Um barulho característico do mecanismo de uma fechadura ouviu-se junto com os agudos destorcidos das dobradiças antigas na entrada do calabouço. Os guardiões vieram buscá-lo. Lobo Negro segurou firme a empunhadura de sua espada, enquanto era conduzido para uma arena improvisada fora dos muros da fortaleza. Ao chegar, a situação apresentava-se mais favorável do que imaginara. Os soldados fixos, mediante anos de ócio e dependência dos bem treinados guardas do Norte, estavam em numero não maior que quinze e não demonstravam o preparo de um típico guerreiro daqueles conturbados tempos. O único que talvez preocupasse Lobo Negro seria seu adversário, um gigante em comparação aos demais e inclusive para os padrões do povo a que Lobo Negro pertencia. Claro que como este, muitos outros foram vencidos com facilidade. Sabia que o tamanho, para um Cavaleiro X. não importava. “Um homem é sempre um homem, e quando uma luta é justa o inimigo aparentemente invencível pode ser vencido”, pensava Lobo Negro em um de seus ensinamentos ainda aprendidos em tenra idade. Apesar de um número reduzido, os guardiões faziam um barulho ensurdecedor com seus gritos e instrumentos musicais, soando um ritmo surdo e funesto, provocando em Lobo Negro uma sensação de repulsa.

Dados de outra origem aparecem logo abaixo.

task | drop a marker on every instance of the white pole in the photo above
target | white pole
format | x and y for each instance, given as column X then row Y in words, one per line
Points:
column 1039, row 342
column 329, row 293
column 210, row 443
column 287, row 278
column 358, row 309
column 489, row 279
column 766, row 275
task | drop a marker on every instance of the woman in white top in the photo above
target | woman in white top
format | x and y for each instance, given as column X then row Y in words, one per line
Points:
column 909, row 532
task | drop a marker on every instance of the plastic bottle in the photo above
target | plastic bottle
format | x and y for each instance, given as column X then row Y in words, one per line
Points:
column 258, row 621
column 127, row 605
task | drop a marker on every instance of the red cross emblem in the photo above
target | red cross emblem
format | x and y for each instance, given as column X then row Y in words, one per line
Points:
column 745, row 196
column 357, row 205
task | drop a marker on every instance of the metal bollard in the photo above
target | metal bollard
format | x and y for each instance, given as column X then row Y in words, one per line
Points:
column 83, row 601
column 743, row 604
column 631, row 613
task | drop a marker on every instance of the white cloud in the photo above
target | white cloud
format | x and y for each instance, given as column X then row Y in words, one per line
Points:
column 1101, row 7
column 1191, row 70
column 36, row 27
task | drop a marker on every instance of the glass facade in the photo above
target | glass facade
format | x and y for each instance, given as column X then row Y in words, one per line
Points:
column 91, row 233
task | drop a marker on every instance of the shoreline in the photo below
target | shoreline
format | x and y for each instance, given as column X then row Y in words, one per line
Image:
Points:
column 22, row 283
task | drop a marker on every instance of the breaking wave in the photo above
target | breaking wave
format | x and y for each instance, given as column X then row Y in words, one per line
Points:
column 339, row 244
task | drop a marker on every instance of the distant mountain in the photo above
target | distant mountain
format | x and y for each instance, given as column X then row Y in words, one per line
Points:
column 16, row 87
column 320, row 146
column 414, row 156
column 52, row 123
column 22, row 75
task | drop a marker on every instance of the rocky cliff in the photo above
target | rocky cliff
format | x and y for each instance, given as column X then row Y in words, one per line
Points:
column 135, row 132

Conduzido e apresentado ao seu adversário, o espetáculo horrendo teve início. Como era característico da cultura pacifista e diplomática da Ordem dos Cavaleiros X., Lobo Negro, por convicção, disse ao seu adversário:

- Apresente-se com honra e desista deste combate companheiro de desgraça, afinal não há vergonha em querer a paz – curvava-se Lobo Negro em sinal de respeito.

Com um olhar irônico o gigante gargalhou com artificialidade e disse com sua voz rouca, porém com uma dicção perfeita e em volume audível a pelo menos duzentos metros:

- Não diga sandices criatura repugnante. Sua morte dará um espetáculo agradável aos guardiões desta fortaleza. Um estrangeiro como você não dita ordens aqui! – exclamava o guerreiro adversário de Lobo Negro.

Não havia outra solução a não ser lutar, mas mesmo assim o código dos cavaleiros não permite o ataque direto a não ser que o adversário o faça. Assim a morte deste seria justa, como um ato de defesa. Mesmo respeitando o código, Lobo Negro sabia do risco que o ato de defesa produzia a um guerreiro, deixando que seus movimentos fossem previstos pelo adversário. A reversão desta condição teria que ser feita após o primeiro golpe aplicado, fazendo com que o ataque passasse a ser seu.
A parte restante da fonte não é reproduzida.